Krebsonsecurity, who’s usually right on when it comes to credit card security, is reporting that Home Depot may have suffered a massive data breach of customer credit card data. In this report, Daniel Krebs, a trusted reported on matters of credit card security, has begun investigating what looks like a massive breach of customer data.
Krebs reports that multiple banks say they are seeing evidence that Home Depot stores may be the source of a massive new data breach. Two gigantic data dumps, cleverly called “American Sanctions 1, 2” surfaced in the underworld of the internet on Tuesday morning.
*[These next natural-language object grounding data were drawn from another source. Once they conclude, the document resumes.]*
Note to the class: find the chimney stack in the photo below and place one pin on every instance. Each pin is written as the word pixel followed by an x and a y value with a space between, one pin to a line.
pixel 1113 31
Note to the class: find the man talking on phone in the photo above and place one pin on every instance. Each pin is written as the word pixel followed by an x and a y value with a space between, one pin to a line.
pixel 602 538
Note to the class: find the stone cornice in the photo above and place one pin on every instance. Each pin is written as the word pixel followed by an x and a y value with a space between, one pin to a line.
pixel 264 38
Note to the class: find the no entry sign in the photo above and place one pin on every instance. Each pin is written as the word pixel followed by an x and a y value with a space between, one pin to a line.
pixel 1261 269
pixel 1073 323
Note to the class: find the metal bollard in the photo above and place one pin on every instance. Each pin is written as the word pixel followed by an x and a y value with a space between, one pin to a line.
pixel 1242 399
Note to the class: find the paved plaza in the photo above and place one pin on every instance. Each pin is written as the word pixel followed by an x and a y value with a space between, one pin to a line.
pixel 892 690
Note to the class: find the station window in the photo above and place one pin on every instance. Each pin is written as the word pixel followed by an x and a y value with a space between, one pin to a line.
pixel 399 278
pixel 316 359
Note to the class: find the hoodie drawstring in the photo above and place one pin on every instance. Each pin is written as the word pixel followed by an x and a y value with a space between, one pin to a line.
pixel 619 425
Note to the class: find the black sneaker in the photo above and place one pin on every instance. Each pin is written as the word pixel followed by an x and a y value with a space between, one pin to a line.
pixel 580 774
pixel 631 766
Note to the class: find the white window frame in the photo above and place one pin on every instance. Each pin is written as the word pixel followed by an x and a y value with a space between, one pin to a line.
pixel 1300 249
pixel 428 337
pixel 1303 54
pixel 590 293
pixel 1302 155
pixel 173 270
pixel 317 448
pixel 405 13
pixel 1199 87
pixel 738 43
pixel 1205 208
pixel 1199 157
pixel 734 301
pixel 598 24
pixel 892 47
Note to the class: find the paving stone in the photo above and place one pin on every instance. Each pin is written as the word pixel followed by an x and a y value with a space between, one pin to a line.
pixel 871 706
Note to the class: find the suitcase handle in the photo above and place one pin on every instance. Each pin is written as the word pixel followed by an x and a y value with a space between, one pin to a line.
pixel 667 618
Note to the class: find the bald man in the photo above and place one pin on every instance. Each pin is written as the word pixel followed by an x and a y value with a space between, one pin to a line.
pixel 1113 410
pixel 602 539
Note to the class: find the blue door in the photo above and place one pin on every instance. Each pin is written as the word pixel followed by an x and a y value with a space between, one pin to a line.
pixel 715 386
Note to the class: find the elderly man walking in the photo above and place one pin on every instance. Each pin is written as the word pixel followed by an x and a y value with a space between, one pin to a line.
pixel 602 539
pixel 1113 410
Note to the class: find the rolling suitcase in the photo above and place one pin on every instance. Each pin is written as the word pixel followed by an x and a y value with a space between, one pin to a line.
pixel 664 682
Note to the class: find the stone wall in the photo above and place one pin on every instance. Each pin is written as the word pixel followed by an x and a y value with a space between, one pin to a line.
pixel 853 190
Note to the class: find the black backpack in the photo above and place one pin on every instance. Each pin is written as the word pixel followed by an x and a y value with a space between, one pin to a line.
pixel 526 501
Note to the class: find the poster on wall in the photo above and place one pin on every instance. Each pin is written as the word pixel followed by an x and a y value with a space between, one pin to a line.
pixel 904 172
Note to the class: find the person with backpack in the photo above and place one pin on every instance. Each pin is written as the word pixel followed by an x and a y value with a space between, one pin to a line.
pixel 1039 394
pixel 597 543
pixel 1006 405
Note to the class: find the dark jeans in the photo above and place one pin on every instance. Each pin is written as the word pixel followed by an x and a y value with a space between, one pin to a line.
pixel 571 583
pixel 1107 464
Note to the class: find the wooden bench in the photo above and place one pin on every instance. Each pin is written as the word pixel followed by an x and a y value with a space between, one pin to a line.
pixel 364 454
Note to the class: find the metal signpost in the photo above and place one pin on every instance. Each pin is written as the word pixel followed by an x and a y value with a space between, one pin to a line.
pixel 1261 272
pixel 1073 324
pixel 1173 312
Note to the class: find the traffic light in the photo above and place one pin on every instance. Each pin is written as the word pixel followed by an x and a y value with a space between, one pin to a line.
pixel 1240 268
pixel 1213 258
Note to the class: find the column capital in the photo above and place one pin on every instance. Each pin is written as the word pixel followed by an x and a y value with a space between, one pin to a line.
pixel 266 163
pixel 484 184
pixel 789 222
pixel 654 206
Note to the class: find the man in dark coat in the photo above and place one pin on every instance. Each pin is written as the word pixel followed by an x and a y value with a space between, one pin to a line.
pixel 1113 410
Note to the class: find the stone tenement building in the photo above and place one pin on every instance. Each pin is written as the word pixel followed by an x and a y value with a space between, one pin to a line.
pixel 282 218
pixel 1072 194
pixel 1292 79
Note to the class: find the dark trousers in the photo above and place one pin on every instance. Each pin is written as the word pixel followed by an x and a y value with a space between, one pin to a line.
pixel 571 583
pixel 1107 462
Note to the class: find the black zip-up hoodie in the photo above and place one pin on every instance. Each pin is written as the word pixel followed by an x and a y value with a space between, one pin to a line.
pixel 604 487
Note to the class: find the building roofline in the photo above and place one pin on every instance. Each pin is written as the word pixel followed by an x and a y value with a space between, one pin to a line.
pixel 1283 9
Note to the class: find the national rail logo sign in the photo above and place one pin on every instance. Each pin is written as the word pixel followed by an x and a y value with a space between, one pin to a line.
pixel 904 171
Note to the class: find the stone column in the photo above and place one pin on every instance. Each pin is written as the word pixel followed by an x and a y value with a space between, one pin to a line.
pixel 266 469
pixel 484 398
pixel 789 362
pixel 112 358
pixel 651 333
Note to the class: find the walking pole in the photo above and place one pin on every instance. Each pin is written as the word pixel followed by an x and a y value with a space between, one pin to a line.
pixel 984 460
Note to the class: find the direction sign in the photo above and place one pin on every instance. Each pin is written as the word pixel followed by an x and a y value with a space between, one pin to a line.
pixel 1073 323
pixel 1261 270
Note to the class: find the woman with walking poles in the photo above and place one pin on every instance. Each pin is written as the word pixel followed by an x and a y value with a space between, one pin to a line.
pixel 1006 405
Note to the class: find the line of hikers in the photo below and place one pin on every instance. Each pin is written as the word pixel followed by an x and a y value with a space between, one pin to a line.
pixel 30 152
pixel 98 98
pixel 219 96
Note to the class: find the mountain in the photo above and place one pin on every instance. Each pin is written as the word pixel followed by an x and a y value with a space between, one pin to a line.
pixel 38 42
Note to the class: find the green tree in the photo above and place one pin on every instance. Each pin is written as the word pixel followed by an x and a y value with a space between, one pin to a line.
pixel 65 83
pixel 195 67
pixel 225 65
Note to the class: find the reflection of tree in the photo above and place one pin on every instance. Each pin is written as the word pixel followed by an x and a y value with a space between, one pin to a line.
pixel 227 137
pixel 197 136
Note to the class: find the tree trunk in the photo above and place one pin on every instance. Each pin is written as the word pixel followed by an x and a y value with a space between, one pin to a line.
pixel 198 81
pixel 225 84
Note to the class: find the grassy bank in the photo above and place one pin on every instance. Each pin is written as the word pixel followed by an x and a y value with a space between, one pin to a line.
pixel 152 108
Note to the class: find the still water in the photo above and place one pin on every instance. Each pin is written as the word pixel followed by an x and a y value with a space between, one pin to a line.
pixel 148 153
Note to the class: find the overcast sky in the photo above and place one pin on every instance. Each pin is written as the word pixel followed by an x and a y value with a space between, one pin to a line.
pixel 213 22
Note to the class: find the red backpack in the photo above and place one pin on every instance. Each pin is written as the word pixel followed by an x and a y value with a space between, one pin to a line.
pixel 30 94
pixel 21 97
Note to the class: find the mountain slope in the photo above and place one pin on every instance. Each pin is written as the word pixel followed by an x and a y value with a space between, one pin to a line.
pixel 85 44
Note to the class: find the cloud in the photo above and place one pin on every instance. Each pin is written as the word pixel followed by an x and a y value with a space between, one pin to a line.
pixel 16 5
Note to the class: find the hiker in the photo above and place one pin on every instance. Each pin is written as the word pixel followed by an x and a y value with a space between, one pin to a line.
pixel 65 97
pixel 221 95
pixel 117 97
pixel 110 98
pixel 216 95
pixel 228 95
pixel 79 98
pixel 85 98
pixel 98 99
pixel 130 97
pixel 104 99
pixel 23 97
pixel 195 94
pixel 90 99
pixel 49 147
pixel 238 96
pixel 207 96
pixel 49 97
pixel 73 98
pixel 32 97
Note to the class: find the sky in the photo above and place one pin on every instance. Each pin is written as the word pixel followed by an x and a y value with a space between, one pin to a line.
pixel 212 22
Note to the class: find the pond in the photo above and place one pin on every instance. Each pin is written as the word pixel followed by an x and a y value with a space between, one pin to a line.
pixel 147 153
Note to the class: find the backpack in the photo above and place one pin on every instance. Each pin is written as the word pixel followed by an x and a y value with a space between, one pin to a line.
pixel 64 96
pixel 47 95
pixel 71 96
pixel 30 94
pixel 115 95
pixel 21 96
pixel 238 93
Krebs speculates that the names of American Sanctions, and a European data dump called European Sanctions, could be the handiwork of Russian cyber criminals and could be direct retribution for sanctions on the Ukraine.
Krebs contacted Home Depot and received the following statement from a Home Depot spokesperson: ““I can confirm we are looking into some unusual activity and we are working with our banking partners and law enforcement to investigate,” Drake said, reading from a prepared statement. “Protecting our customers’ information is something we take extremely seriously, and we are aggressively gathering facts at this point while working to protect customers. If we confirm that a breach has a occurred, we will make sure customers are notified immediately. Right now, for security reasons, it would be inappropriate for us to speculate further – but we will provide further information as soon as possible.”
Home Depot has 2000 stores in the United States and another 287 stores outside the US.
Many reports suggest that this could be the same group of cyber criminals responsible for the recent PF Chiangs data breach and the infamous Target data breach of the last holiday season.
Krebs has also heard from several banks that this breach could have gone all the way back to April 2014 which could in effect make it several times larger than the Target data breach.
The Target data breach occurred over the 2013 holiday season and was spotted just before the final holiday push. Target has had an extremely hard time rebounding from that data breach and regaining customer trust. Back in May, six months after the data breach, Target CEO Gregg Steinhafel finally resigned.